Владыка Лука несколько раз произносил проповеди, обличая это нечестие, стыдил разрушителей храмов, принял участие в публичном многолюдном диспуте с молодым медиком-атеистом Чеглецовым. Тем самым Владыка Лука еще более настроил против себя енисейское партийное и советское начальство.

Враждебно относились к епископу Луке и некоторые местные медики, вернее, бывшие фельдшера, которые в то время вели частную практику, сменив опытных врачей: Войно-Ясенецкий лишил их клиентуры. Предприниматели от медицины, сколотившие капиталы в годы НЭПа, стали лицемерно жаловаться властям на " попа", который производит " безответственные" операции...

[31] Хая - деревушка в восемь дворов, кругом бескрайняя лесная пустыня. В марте тут еще глубокая зима. Дом часто до крыши заносило снегом. Приходилось ждать, пока утром олени протопчут тропу, чтобы можно было принести хвороста на растопку. В рукомойнике в сенях замерзала вода.

С глубоким христианским терпением переносил Владыка Лука все тяготы ссылки: " Обо мне не заботься, я ни в чем не нуждаюсь", - писал он сыну Михаилу из Енисейска, и через несколько месяцев снова: " Обо мне не беспокойтесь. Господь отлично устроил меня в Хае. Я радостен, глубоко спокоен, никаких нужд не испытываю - монахини с большой любовью заботятся обо мне".

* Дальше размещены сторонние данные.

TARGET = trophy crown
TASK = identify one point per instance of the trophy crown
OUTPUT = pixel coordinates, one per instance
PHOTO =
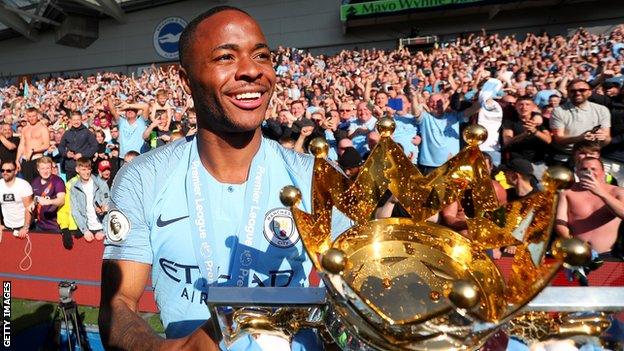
(417, 281)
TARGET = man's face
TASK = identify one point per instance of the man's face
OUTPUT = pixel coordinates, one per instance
(582, 154)
(192, 119)
(8, 172)
(105, 174)
(346, 112)
(525, 107)
(363, 113)
(75, 121)
(436, 104)
(7, 132)
(130, 113)
(44, 169)
(32, 117)
(554, 101)
(579, 93)
(84, 172)
(381, 100)
(297, 109)
(591, 166)
(230, 72)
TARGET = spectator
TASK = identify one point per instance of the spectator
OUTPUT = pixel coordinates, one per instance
(351, 162)
(519, 174)
(525, 136)
(406, 131)
(439, 131)
(15, 200)
(8, 143)
(65, 220)
(49, 192)
(157, 133)
(578, 119)
(360, 127)
(131, 126)
(104, 171)
(77, 142)
(591, 210)
(34, 141)
(89, 201)
(130, 155)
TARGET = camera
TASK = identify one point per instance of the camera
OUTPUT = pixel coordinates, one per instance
(66, 290)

[32] В Туруханске по словам простой пожилой женщины, санитарки районной больницы, " профессора Луку" и поныне знает " весь народ"; с благодарностью вспоминают о том, как он возвратил здоровье множеству людей, несмотря на то, что оборудование в больнице в двадцатые годы было самое примитивное: инструменты, например перед операцией кипятили в самоваре...

Рассказывают, что Владыка Лука жил очень бедно почти не имел вещей, только книги.

[33] Имя священника было отец Мартин Римша. До принятия сана он почти сорок лет был учителем в деревнях родной Белоруссии. Это был глубоко верующий человек, интеллигент. По болезни сердца оставил учительство, окончил в Москве пастырские курсы прот. Иоанна Восторгова (+1917 г. ) для Сибири и со всей большой семьей уехал на Енисей незадолго до Первой мировой войны. Туруханские крестьяне уважали о. Мартина; часто приходили к нему побеседовать сосланные в Туруханск большевики.

Узнав от Владыки Луки, на какой политической закваске замешана " живая" церковь, о. Мартин все понял и легко обратился из раскола. В жизни о. Мартина было большое горе. Всеми силами стремился он воспитывать свою дочь в вере и благочестии: он отдал ее в епархиальное училище, затем для продолжения обучения - в Енисейский монастырь. У Веры были хорошие способности, ей легко давались Священная История и катехизис. Но, возможно, по причине изучения христианства более по букве, чем по духу, девушка, как это бывало в начале революции, совершенно потеряла веру в Бога, стала активисткой, уехала от родителей в Красноярск, вышла замуж, стала комсомолкой-безбожницей.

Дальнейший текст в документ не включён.